Дед как-то обмолвился, что люди всегда так спят. Вот ведь ужас-то. Еще один довод против того, чтобы становиться одним из них. Не хочу. Хорошо, что мне больше и не надо. Хорошо, что я не людь. Я ведь не людь. Не людь? Да?
А почему тогда со мною творится такое?
Глаза распахиваются сами собой — в них будто песку насыпали. Голова тяжелая, и тело такое же, словно меня всего тоже набили мокрым песком, вязким и тяжелым. Оскаливаюсь на вдохе, шевелю по-особому челюстью. Десны привычно ноют, и клыки слегка удлиняются. Ну вот. Можно успокоиться — я все еще не человек. Это просто дневные кошмары, примерещится же такая пакость…
Это все жара.
Мысли ворочаются тяжелыми жерновами, но я все же успеваю сообразить, что раз витамины колол вчера — то сегодня вполне можно немного и позагорать, закрепляя эффект. Иду голышом к колодцу, жмурюсь от яркого вечернего солнца. Не тороплюсь. Мне нельзя быть слишком бледным, могут и заподозрить правду, и тогда действительно придется очеловечиваться, на самом деле и насовсем. Больше всего меня как раз пугает вот это «насовсем», ибо для отмеченного поцелуем истинной любви нет обратной дороги.

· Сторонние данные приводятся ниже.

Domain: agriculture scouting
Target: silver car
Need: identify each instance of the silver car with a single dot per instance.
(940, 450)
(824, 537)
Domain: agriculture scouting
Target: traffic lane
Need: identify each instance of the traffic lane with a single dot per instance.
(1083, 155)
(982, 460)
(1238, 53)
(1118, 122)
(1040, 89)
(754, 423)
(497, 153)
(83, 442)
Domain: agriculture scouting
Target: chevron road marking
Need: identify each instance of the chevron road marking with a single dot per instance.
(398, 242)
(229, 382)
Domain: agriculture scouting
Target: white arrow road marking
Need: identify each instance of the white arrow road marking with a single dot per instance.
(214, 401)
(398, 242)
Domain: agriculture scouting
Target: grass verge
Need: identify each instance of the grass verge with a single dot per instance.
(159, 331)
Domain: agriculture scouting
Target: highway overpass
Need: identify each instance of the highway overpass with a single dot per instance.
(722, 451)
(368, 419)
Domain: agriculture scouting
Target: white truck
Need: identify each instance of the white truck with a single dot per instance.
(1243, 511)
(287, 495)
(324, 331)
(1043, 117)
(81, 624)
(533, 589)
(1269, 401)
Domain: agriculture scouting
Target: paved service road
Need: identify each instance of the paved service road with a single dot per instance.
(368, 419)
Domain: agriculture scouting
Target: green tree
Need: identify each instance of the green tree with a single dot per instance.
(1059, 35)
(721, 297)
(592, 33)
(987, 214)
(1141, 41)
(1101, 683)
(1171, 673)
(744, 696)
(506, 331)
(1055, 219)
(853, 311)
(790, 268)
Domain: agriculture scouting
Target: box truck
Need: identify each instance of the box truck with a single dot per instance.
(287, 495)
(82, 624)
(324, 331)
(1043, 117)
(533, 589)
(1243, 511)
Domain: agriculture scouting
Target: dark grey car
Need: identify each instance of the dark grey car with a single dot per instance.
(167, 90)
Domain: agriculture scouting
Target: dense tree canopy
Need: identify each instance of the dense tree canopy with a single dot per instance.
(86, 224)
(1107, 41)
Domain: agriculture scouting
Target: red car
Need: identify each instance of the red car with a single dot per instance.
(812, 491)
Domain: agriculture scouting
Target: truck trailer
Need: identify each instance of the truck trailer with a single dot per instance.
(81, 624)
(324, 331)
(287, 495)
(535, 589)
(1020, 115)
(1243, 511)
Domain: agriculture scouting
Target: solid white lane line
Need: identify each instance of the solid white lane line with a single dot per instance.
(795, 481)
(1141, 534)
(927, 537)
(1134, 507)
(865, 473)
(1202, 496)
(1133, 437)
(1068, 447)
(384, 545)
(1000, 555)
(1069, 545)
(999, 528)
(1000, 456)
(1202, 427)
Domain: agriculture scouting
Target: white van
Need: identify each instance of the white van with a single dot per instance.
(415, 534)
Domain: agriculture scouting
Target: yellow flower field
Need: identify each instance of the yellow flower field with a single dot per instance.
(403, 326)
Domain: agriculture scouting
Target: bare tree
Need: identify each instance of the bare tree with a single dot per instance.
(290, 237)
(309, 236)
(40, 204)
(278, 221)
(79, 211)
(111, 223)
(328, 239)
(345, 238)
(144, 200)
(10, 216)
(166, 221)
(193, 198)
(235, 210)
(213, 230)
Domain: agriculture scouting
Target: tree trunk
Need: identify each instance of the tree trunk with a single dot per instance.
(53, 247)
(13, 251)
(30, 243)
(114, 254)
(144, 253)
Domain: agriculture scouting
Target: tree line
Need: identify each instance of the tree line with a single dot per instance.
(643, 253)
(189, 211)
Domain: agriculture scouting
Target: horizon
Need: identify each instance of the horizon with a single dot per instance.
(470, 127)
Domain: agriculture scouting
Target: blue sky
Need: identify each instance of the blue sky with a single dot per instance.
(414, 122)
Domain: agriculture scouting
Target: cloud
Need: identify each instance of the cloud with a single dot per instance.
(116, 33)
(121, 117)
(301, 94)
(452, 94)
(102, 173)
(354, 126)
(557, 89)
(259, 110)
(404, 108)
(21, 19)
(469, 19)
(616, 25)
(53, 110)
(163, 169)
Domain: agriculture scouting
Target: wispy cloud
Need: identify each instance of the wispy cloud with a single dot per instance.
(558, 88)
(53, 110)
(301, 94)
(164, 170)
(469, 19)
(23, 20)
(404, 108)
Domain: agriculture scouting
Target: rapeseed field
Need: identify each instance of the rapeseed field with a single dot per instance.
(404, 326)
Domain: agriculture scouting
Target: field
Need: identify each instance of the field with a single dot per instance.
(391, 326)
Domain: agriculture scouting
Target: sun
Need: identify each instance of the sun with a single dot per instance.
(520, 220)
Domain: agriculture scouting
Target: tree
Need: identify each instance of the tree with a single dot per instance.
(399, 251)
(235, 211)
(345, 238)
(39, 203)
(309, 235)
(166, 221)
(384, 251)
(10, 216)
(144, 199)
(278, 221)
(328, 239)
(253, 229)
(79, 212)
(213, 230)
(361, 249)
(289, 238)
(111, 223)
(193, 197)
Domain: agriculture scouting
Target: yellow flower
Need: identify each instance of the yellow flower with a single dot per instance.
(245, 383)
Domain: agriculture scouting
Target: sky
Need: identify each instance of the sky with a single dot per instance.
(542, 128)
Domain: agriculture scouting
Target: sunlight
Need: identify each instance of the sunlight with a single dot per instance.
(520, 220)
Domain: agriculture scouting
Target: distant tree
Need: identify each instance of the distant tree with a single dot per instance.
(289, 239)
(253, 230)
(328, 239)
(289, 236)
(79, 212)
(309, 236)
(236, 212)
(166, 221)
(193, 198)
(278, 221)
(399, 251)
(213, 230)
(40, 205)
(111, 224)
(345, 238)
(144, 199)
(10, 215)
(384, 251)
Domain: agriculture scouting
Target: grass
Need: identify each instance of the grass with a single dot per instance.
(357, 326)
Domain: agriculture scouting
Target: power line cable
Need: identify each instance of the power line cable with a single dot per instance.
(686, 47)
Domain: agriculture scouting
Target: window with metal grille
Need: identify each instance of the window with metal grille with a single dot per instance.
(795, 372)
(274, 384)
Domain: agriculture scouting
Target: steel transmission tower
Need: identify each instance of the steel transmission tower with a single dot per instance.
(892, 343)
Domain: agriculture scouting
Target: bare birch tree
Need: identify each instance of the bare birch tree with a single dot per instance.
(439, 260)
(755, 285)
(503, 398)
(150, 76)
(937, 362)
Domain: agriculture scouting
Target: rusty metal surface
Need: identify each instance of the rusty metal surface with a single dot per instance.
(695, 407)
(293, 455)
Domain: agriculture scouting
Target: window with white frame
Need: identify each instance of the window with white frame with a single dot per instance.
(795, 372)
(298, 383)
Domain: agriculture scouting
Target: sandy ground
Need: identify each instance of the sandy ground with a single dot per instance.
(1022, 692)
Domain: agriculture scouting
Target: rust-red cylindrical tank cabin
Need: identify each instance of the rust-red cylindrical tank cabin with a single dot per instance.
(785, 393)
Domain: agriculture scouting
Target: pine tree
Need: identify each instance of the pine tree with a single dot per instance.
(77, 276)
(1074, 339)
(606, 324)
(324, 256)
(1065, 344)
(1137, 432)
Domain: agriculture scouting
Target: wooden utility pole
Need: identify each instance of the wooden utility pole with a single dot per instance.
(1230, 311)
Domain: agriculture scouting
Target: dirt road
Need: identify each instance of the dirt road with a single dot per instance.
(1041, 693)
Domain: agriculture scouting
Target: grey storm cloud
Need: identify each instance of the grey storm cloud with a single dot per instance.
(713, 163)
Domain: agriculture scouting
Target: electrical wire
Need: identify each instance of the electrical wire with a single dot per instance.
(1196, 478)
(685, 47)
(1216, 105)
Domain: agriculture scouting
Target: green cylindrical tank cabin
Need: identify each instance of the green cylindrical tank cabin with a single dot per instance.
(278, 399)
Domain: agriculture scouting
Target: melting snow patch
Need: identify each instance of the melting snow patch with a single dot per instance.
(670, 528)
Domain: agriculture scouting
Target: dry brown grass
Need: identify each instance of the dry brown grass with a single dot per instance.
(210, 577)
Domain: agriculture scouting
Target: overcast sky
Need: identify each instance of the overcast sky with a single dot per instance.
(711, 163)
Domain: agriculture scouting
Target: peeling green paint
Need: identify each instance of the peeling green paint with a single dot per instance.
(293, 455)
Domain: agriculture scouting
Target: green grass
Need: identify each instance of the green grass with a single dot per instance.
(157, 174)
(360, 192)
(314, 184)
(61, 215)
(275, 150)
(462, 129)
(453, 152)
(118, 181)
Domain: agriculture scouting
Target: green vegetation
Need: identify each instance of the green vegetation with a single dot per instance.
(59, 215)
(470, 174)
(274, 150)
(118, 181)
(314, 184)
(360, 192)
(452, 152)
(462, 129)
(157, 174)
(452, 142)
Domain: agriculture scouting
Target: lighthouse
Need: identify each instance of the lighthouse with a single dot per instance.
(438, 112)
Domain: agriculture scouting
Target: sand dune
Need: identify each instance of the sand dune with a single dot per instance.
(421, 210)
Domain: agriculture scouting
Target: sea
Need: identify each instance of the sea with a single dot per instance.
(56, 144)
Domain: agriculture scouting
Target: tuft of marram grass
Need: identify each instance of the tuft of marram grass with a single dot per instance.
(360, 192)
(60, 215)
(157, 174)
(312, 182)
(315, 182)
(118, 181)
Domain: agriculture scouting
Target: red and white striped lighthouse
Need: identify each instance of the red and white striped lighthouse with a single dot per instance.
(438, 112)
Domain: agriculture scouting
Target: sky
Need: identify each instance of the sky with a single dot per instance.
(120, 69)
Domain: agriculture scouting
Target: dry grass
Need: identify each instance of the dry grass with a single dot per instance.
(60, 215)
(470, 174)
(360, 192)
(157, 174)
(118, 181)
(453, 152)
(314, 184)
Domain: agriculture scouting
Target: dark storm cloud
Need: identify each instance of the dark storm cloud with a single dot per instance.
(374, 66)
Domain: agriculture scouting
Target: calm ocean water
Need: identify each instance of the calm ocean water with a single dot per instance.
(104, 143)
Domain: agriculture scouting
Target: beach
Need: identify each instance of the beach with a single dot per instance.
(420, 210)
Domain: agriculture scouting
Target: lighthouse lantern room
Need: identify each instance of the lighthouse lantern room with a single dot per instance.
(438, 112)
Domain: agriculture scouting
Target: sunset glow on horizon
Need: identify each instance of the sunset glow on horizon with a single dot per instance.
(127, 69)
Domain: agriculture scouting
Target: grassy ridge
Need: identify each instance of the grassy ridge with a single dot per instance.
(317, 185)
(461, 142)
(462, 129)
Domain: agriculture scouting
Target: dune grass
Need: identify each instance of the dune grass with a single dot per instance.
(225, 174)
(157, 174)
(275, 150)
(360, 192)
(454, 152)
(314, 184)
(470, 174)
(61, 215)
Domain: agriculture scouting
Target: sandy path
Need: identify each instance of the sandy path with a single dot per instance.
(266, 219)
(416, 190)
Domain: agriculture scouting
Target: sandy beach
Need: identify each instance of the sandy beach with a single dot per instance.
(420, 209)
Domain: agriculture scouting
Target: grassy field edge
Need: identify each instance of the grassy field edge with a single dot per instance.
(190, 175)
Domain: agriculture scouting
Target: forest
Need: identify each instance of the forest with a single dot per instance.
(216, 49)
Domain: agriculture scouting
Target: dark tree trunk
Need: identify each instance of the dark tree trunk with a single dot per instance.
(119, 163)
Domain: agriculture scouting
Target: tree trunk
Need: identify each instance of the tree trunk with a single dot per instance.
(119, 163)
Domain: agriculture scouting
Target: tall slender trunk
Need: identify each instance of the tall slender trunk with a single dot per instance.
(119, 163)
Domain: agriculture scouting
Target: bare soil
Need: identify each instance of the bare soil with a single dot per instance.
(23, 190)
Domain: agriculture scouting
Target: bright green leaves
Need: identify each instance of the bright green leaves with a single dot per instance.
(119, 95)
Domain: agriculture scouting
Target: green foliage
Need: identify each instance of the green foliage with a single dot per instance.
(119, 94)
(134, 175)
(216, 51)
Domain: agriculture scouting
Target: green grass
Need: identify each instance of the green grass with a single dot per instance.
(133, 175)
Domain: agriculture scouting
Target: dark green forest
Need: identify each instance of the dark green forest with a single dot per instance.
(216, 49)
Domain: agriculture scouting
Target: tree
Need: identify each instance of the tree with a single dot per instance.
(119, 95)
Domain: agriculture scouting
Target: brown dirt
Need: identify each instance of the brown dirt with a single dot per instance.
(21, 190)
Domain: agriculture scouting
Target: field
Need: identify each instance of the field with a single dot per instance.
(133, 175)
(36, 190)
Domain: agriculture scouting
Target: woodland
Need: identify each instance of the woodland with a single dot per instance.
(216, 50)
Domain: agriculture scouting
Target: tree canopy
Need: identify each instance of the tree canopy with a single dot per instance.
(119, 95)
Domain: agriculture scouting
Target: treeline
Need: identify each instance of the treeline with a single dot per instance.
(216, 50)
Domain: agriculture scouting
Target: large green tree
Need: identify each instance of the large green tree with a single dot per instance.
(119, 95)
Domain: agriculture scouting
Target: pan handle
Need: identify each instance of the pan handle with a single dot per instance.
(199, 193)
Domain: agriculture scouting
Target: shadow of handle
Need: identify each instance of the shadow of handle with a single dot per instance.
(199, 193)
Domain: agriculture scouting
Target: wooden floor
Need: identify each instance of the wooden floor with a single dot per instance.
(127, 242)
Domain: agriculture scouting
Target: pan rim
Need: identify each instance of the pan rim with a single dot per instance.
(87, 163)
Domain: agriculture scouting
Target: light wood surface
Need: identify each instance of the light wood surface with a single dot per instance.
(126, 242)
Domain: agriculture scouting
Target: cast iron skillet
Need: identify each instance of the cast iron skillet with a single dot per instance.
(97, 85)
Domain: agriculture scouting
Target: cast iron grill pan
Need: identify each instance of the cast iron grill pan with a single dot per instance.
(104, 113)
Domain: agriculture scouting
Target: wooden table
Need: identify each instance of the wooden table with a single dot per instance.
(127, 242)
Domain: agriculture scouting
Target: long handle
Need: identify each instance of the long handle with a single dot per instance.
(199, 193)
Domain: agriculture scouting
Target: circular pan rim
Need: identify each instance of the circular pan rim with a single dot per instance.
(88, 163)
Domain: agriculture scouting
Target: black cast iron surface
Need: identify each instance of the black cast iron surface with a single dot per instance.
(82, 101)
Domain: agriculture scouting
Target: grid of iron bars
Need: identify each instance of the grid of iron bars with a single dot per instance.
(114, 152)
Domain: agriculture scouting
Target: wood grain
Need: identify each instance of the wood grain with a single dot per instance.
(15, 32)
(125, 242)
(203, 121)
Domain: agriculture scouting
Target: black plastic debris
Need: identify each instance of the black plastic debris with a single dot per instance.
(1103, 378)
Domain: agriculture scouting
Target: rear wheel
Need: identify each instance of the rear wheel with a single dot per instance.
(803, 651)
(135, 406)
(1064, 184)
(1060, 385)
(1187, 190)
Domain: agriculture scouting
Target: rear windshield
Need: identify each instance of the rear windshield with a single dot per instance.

Для всех остальных, меняющих ипостась, есть лазейки — укушенный оборотнем против своего желания человек может пройти ритуал очищения крови, мерзко, да, но если не хочешь выть на луну, согласишься и не на такое. Обращение в вампира вообще в три этапа идет, и на любом — на любом! — обращаемый может передумать и отказаться, если ему что не понравилось. Ну, до финального закрепляющего укуса, конечно. Но многие ассимилянты так и предпочитают жить, незакрепленными, оставляя себе возможность в любой момент отмотать все назад и переиграть. И я их отлично понимаю.
Человечья магия лишена подобной гибкости. Она радикальна и бескомпромиссна, она загоняет в угол и не оставляет ни малейшей лазейки. Она раз и навсегда.
Не люблю быть загнанным в угол.
Вода восхитительно ледяная, от нее ноют зубы, а кожу мгновенно обжигает мурашками. Зато сонной одури как не бывало. Не могу удержаться и обливаюсь дважды, потом вытягиваю третье ведро и ныряю в него головой. Уши сразу же затыкает блаженная ватная тишина, как во сне. Хорошо-то как…
Нырнуть, что ли, в колодец целиком?
Лень.
Выбираться потом еще…
Домой иду не торопясь, но уже совершенно в другом настроении, бодрый и готовый на подвиги. Вообще-то я не собирался сегодня проводить ничего серьезного, вряд ли получится, после полнолуния прошло только три ночи. Но с другой стороны — чего тянуть? Не получится — так не получится, будем пробовать заново. Когда-нибудь должно получиться!
Кожу пощипывают впитывающиеся ультрафиолетики. Медленно поворачиваюсь, поднимаю руки, чтобы не осталось незафиксированных пятен. Если я чем и горжусь, так это цветом моей кожи — она не белая, и уж тем более нет в ней мертвенной синевы. Она у меня роскошного теплого цвета, какой бывает у топленых сливок. Два года добивался, и это не считая времени, потраченного на высчитывание точных пропорций витаминного комплекса. Зато теперь противная шкурка навсегда осталась пережитком прошлого и мне не страшны даже отвесные полуденные лучи — если, конечно, не оставаться под ними слишком надолго. Но ведь и люди могут обгореть, правда?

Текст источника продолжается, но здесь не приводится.